Step 1, input transaction data set (TDS) D, privacy budget ε, frequent mode number k, minimum support threshold value min_sup, will be hidden Private budget ε is split as ε₁、ε₂、ε₃, wherein ε₁It is that pick out the privacy distributed when top-k frequent item set pre- using index mechanism It calculates, ε₂It is the privacy budget that Laplacian noise distribution is added for selected k frequent item set out, ε₃When for length selection The privacy budget of Laplacian noise is added, and meets ε=ε₁+ε₂+ε₃；Set Cset, Sset, Pset are emptied respectively, wherein Cset is candidate frequent item set, and the set that the top-k frequent mode that Sset index mechanism is picked out is formed, Pset is that addition is made an uproar Frequent mode set after sound；

Step 3 excavates the frequent mode set that all support countings are not less than min_sup using FP-Growth method Cset；

The collection that step 5, the true support counting that top-k frequent mode and corresponding modes are picked out using index mechanism are formed Sset is closed, each mode p in the set sets up following formula:

Pr(p)∝exp(ε₁× Rank (D, p)/2k),

Wherein, Rank (D, p) is the marking value of mode p,Wherein, as p ∈ t_iWhen, c (t_i, p)=1；WhenWhen, c (t_i, p)=0；

Step 7 carries out consistency constraint processing, Lifting scheme availability to the mode support counting in Pset containing noise；

Step 8, output top-k frequent mode and noise count set RC.

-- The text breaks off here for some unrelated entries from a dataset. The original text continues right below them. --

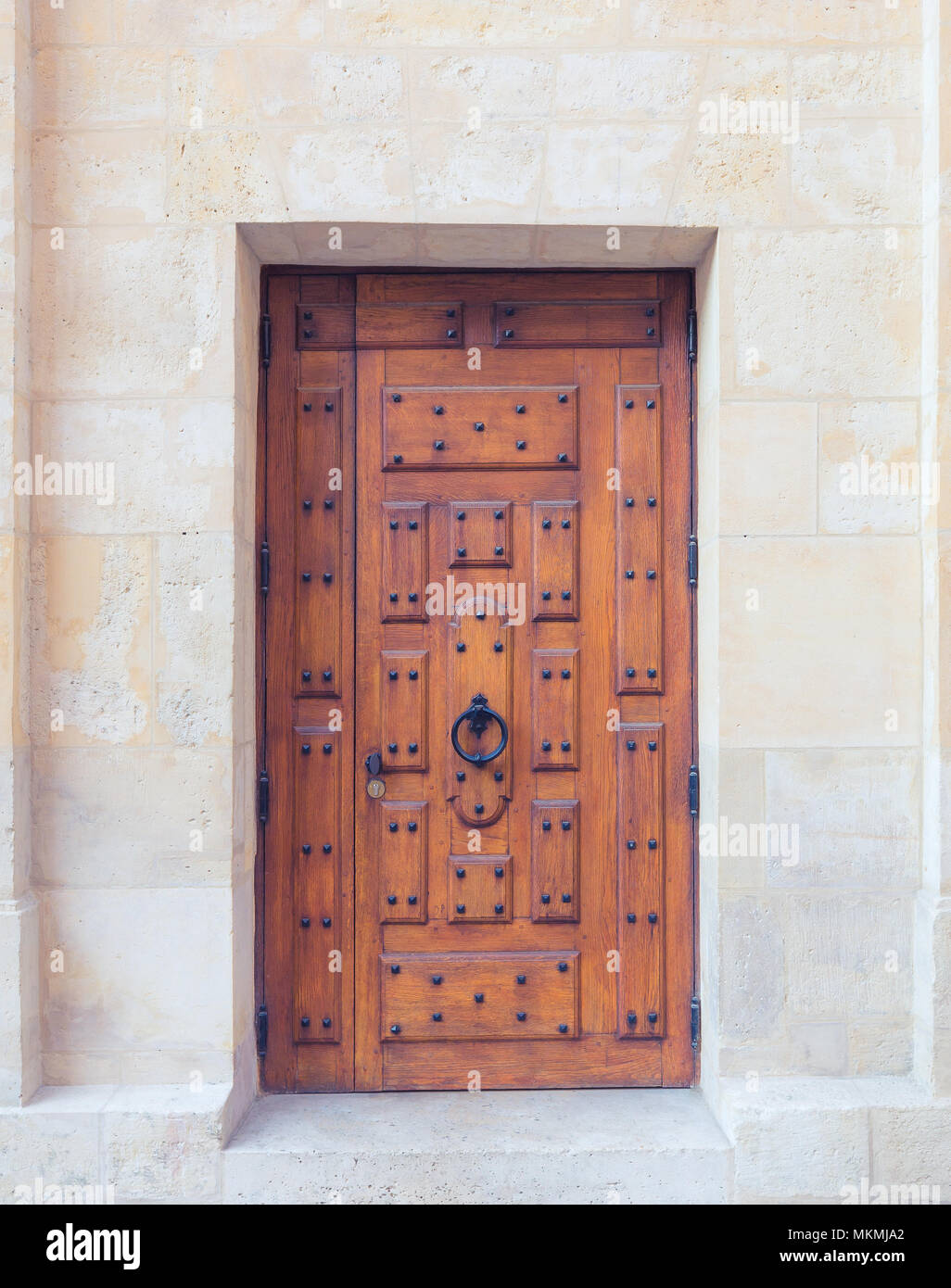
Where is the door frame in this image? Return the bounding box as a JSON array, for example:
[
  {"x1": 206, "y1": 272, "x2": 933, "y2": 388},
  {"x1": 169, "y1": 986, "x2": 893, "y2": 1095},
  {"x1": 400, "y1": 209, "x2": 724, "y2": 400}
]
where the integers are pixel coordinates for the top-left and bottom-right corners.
[{"x1": 254, "y1": 264, "x2": 701, "y2": 1093}]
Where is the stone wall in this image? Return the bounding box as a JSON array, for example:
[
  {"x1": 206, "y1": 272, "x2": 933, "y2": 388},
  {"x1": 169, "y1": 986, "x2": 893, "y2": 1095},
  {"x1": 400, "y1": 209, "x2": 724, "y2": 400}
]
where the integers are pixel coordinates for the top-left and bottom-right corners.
[{"x1": 0, "y1": 0, "x2": 951, "y2": 1206}]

2. a kind of Frequent Pattern Mining method of efficient difference secret protection according to claim 1, which is characterized in that The step 2 is specifically implemented according to the following steps:

Step 2.2, by conventions data collectionIt is set as empty；

3. a kind of Frequent Pattern Mining method of efficient difference secret protection according to claim 2, which is characterized in that The step 2.1 solves optimization length l_optIt is specifically implemented according to the following steps:

Step 2.1.1, Z=< z is set₁,z₂,…,z_i,…,z_|D|>, z_iFor the length value of i-th record in D；R=< rank (z₁), rank(z₂),…,rank(z_i),…,rank(z_|D|) >, rank (z_i) it is scoring functions；

Step 2.1.2, each length z is calculated_iWeight W:

Step 2.1.4, computational length z_jThe probability selected:

Step 2.1.5, z is selected from W_jAs optimization length l_opt。

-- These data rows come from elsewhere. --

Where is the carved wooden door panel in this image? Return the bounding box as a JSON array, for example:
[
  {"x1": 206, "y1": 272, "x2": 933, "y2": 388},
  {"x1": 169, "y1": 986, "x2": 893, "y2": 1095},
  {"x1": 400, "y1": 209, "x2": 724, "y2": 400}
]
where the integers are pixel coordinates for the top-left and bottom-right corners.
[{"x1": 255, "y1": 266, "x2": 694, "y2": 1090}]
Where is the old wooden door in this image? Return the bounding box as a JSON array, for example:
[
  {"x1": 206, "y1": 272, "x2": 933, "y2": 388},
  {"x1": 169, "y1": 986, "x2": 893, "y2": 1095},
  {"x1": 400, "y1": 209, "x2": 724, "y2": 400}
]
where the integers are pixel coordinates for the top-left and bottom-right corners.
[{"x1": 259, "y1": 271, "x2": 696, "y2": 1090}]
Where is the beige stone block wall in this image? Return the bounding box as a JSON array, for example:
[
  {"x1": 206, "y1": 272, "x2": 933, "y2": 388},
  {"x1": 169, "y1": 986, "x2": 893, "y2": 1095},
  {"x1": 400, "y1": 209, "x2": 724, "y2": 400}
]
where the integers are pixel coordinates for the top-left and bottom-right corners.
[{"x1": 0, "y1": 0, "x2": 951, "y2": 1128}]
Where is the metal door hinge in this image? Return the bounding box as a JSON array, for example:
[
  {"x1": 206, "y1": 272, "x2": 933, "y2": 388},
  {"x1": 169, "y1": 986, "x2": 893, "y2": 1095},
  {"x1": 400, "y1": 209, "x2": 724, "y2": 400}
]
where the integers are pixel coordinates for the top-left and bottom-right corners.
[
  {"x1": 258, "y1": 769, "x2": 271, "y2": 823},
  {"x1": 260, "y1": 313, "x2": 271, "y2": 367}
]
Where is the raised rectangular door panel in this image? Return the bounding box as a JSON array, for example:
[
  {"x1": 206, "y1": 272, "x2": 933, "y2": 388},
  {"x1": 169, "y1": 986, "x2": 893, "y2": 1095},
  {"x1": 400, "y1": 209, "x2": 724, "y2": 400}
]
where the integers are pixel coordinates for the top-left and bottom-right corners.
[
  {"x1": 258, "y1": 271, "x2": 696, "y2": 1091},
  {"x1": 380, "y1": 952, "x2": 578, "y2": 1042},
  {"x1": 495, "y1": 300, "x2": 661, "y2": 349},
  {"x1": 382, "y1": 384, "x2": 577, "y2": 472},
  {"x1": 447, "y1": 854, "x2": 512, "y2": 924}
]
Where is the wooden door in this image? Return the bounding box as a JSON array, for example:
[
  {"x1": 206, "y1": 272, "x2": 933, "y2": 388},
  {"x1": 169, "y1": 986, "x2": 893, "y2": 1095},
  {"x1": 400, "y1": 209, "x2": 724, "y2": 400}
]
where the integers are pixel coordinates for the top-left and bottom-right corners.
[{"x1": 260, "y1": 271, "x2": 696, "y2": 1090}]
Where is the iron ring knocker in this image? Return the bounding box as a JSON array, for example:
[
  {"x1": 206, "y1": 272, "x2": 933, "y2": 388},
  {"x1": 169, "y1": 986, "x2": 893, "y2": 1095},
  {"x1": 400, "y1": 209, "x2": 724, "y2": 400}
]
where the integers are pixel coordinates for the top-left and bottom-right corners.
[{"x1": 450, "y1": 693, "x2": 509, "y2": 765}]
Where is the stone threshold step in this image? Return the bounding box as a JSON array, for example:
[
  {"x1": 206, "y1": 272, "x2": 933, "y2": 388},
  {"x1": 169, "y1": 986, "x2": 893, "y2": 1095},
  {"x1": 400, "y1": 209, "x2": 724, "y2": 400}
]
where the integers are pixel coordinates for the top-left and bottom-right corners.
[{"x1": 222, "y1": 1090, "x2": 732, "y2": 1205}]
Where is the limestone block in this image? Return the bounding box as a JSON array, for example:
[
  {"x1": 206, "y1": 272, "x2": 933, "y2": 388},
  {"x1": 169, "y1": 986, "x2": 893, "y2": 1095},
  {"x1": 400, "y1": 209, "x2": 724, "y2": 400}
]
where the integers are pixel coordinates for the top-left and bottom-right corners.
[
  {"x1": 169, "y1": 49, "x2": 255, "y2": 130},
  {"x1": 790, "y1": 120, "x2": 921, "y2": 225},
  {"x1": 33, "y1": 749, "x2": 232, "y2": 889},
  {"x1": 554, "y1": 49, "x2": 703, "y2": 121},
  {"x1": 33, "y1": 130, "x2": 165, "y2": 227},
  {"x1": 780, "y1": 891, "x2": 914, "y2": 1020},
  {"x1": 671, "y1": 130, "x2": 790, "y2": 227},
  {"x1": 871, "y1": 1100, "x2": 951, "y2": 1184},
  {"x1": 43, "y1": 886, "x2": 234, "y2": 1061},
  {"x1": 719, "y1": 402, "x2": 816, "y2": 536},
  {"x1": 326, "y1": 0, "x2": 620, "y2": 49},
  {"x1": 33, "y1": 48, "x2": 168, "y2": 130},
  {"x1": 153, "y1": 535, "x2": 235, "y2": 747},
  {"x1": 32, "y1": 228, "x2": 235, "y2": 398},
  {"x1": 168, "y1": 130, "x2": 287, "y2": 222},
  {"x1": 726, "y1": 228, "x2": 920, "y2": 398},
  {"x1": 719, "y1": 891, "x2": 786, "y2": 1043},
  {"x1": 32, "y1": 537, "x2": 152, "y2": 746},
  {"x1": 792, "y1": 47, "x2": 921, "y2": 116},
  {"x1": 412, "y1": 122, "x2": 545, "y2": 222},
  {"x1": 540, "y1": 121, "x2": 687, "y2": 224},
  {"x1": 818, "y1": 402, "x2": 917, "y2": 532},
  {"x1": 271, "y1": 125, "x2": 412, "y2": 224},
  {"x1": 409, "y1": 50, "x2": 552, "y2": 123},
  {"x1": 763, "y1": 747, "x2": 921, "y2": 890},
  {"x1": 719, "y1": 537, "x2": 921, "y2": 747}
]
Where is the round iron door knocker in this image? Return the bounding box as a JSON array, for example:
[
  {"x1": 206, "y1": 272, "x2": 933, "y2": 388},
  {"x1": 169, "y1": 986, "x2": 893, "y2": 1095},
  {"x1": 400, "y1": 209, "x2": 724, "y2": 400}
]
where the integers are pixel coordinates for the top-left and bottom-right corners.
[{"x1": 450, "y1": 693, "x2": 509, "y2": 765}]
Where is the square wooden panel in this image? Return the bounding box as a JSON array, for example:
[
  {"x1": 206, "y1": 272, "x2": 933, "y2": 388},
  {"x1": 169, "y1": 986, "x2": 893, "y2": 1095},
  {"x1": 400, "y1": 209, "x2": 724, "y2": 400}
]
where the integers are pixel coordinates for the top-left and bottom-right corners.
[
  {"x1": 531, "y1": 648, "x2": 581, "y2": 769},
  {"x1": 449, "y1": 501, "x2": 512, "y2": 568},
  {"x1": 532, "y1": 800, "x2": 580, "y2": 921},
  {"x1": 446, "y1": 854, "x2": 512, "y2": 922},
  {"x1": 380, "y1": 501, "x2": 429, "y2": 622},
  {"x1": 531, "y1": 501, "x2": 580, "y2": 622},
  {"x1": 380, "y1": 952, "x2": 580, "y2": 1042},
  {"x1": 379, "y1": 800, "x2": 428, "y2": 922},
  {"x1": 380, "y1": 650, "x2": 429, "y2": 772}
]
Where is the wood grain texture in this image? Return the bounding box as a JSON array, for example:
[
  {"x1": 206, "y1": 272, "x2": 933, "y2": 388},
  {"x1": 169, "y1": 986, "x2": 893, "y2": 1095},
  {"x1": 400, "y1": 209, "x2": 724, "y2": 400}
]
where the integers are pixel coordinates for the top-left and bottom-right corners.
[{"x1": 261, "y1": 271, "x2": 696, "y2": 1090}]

4. a kind of Frequent Pattern Mining method of efficient difference secret protection according to claim 1, which is characterized in that The step 4 is specifically implemented according to the following steps:

The frequent mode set Cset that step 4.1, input are generated through FP-Growth algorithm in the step 3 is as Candidate Set Cset；

Step 4.2 carries out descending sort according to the scale of set of patterns to the Candidate Set Cset of input, then advises from maximum item collection Mould starts to judge, to obtain the efficiency for improving selection candidate；

Step 4.3, to each of set Cset after sequence mode Cset_i, i=1 ..., n are judged, if mode Cset_iIncluded in mode Cset_j, in j=1 ..., n, and Cset_iWith mode Cset_jSupport counting it is equal, that is, meet close frequency The definition of numerous mode, then illustrate Cset_iThere are true hyper modes, set Cset_iPosition is sky；Add Cset_jTo setSetAs obtain scale compression and simultaneously include full candidate collection information new set.